To establish prejudice, "[i]t is not enough for the [petitioner] to show that the errors [made by counsel] had some conceivable effect on the outcome of the proceeding.... Rather, [the petitioner] must show that there is a reasonable probability that, but for counsel's unprofessional errors, the result of the proceeding would have been different." (Internal quotation marks omitted.) Green v. Commissioner of Correction, 119 Conn.App. 348, 353, 987 A.2d 389, cert. denied, 296 Conn. 905, 992 A.2d 1135 (2010). We conclude that the petitioner has not met that burden.

It is apparent that the petitioner suffered no prejudice from the waiver of trial on the part B information. The evidence of the petitioner's prior narcotics conviction was already known to the court and was never challenged. A certified copy of the conviction was admitted into evidence, and the petitioner's probation officer had identified him, as did members of the Danbury police department who participated in the arrest leading to his prior conviction. Additionally, in his direct appeal the petitioner failed to raise any doubt with respect to the validity of his prior conviction. State v. Myers, supra, 290 Conn. at 290, 963 A.2d 11. In light of the certainty of the evidence of his prior conviction, we conclude that there is no reasonable probability that the petitioner would have been found not guilty in a trial on the part B information. The issue of whether trial counsel provided effective assistance therefore is not debatable among jurists of reason, could not have been determined in a different manner and does not deserve encouragement to proceed further. See Simms v.
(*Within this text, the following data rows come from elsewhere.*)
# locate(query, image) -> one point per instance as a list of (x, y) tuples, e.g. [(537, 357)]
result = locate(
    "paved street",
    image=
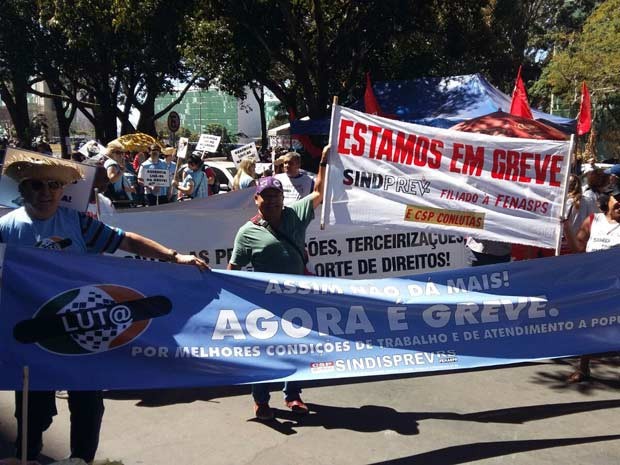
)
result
[(518, 415)]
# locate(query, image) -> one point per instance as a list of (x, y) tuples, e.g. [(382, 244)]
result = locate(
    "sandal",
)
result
[(578, 376), (297, 406)]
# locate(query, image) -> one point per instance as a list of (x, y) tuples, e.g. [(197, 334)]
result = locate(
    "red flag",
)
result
[(370, 101), (519, 105), (584, 119)]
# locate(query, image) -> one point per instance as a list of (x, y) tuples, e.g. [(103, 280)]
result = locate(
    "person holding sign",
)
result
[(155, 195), (43, 223), (273, 241), (195, 184), (120, 190), (246, 174), (296, 183), (599, 231)]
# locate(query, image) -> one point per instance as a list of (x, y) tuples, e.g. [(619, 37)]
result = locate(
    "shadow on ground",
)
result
[(467, 453), (373, 418)]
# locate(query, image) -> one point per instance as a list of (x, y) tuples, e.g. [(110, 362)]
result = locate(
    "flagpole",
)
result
[(97, 207), (326, 186), (571, 156), (25, 389)]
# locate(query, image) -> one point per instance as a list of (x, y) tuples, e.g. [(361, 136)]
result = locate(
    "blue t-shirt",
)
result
[(66, 229)]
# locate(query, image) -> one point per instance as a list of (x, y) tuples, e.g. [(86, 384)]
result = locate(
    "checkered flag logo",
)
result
[(98, 340)]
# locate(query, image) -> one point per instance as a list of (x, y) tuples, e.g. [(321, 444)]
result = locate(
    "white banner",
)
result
[(208, 143), (207, 228), (245, 151), (391, 173), (156, 177), (182, 147)]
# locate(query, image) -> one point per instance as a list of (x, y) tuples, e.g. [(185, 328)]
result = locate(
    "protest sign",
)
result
[(92, 148), (156, 178), (208, 143), (339, 251), (245, 151), (75, 195), (386, 172), (144, 320), (182, 147)]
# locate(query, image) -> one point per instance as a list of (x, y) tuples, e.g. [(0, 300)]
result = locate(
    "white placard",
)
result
[(92, 148), (182, 147), (75, 195), (156, 178), (245, 151), (208, 143), (345, 252)]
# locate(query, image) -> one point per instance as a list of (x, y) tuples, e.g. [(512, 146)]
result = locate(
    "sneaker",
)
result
[(263, 412), (297, 406), (16, 461)]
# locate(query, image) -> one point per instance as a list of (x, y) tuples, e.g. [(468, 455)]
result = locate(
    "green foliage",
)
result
[(217, 129)]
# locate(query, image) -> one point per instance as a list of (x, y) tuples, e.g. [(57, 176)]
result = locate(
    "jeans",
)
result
[(86, 409), (260, 392)]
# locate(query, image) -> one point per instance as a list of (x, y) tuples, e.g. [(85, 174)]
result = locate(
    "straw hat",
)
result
[(22, 167)]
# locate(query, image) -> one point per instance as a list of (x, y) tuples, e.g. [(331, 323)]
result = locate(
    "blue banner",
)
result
[(93, 322)]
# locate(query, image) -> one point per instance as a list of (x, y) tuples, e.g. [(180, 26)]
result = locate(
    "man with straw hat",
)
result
[(42, 222)]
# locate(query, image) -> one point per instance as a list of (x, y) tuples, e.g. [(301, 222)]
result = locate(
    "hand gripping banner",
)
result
[(111, 323)]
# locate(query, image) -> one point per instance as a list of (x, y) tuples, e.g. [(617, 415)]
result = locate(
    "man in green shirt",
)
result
[(274, 242)]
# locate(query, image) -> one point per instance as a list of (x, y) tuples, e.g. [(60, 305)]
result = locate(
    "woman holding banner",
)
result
[(599, 231), (195, 184)]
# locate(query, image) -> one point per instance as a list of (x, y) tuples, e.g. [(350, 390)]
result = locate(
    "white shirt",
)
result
[(295, 188)]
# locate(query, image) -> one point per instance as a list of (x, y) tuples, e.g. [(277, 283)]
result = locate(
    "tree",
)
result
[(17, 60), (122, 56), (592, 56)]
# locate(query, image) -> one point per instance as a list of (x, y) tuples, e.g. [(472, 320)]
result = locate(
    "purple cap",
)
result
[(615, 170), (270, 182)]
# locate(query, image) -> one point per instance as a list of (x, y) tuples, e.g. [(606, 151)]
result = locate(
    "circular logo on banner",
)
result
[(95, 318)]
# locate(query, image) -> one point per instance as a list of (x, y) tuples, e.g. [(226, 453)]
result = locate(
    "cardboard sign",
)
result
[(182, 147), (156, 178), (92, 148), (245, 151), (208, 143), (75, 195)]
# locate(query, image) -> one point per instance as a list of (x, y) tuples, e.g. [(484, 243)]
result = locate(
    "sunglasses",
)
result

Warden, supra, 230 Conn. at 616, 646 A.2d 126. Accordingly, we conclude that the habeas court did not abuse its discretion in denying certification to appeal this issue.

The appeal is dismissed.

In this opinion the other judges concurred.

NOTES

[1] Practice Book § 42-2 provides in relevant part: "When an information is divided into two parts ... on a finding of guilty on the first part of the information, a plea shall be taken and, if necessary, election made on the second part and the trial thereon proceeded with. If the defendant elects a jury trial on the second part of the information, such trial may be had to the same or to another jury as the judicial authority may direct."